Revan tengah bersantai di hari Sabtu dengan menscroll tablet di kursi makan. Seperti biasanya, hari ini ia berencana keluar rumah agak siang tapi sekarang ia ingin bersantai. Namun, ketenangannya terusik sewaktu mendengar istrinya masuk lalu memarahinya.
“Ada apa sih?” tanya Revan dengan raut wajah kebingungan. Sofie yang baru tiba langsung memperlihatkan sebuah benda yaitu lingerie wanita berbahan lace.

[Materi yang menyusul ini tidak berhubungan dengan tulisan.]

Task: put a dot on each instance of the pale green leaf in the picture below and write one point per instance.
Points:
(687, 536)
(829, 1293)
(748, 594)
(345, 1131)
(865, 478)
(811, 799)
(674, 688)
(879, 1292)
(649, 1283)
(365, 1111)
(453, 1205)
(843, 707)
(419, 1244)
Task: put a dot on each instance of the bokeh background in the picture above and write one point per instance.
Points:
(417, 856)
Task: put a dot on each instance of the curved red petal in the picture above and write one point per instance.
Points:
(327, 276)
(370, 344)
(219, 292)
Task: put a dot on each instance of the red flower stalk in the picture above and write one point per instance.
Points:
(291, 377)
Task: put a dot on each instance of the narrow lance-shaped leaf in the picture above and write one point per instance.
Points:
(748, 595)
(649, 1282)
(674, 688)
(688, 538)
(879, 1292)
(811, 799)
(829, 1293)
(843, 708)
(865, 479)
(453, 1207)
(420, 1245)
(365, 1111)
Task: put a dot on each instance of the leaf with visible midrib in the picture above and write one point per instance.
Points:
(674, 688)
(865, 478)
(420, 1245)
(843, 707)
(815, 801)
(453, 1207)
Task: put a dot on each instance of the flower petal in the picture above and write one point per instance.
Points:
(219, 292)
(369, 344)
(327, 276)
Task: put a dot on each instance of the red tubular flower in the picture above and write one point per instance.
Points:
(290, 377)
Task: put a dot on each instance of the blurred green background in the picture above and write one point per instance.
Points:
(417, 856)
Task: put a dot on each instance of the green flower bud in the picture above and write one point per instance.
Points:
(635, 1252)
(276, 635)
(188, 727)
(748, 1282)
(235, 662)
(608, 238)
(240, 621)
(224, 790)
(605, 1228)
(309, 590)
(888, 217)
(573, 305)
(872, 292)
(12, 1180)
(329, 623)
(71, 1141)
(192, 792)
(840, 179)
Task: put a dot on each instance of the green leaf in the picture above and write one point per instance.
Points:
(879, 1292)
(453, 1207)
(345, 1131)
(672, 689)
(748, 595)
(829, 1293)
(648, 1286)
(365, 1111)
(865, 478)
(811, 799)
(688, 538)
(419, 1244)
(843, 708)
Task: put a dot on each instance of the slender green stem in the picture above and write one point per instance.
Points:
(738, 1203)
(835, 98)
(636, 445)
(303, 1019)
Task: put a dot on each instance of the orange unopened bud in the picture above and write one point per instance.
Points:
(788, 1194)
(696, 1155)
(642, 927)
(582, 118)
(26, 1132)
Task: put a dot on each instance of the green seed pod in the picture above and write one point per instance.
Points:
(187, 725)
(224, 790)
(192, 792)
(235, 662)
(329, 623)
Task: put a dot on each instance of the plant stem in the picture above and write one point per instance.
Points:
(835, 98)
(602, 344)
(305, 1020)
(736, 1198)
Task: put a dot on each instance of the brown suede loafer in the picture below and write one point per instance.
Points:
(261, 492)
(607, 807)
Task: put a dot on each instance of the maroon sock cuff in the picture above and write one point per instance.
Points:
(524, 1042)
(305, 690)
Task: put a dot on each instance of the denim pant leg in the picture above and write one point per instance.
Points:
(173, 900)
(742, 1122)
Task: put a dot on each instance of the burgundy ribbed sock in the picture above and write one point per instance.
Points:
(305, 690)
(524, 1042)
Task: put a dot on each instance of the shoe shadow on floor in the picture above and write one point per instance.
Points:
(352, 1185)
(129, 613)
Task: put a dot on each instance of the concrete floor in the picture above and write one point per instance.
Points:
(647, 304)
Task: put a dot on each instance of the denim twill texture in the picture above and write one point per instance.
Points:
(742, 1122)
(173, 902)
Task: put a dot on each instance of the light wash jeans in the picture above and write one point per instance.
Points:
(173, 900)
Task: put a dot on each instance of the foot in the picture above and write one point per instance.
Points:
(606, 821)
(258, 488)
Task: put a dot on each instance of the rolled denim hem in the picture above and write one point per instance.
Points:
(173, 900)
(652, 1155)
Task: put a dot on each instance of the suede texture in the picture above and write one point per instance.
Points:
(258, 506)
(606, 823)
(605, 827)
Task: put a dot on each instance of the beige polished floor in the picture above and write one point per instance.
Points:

“Apa ini?” Sofie melemparkan benda itu di atas meja tepat di dekat piring makan Revan yang baru saja kosong. Revan kaget sekaligus tercekat. Ia menelan ludahnya dengan susah payah.
“Uh itu ....”
“Kamu kalo mau n***e sama cewek jangan terang-terangan di mobilku!” hardik Sofie dengan rasa marahnya yang luar biasa. Ia benar-benar sakit hati saat menemukan pakaian dalam itu tercecer di salah satu sudut mobilnya.
“Kamu ngomong apa sih?” sahut Revan masih mencoba membela diri. Sofie mendengus tidak percaya. Ia memang sudah mendengar desas-desus suaminya bermain mata dengan wanita lain, tapi selama ini Sofie mencoba untuk tetap bersabar.
“Kamu masih mengelak, Mas? Ini buktinya kamu maen sama perempuan lain di mobilku!”
“Aku gak tahu itu punya siapa!” bantah Revan masih bersikeras. Ia menutup tabletnya dan mencoba merayu Sofie yang begitu marah serta kecewa.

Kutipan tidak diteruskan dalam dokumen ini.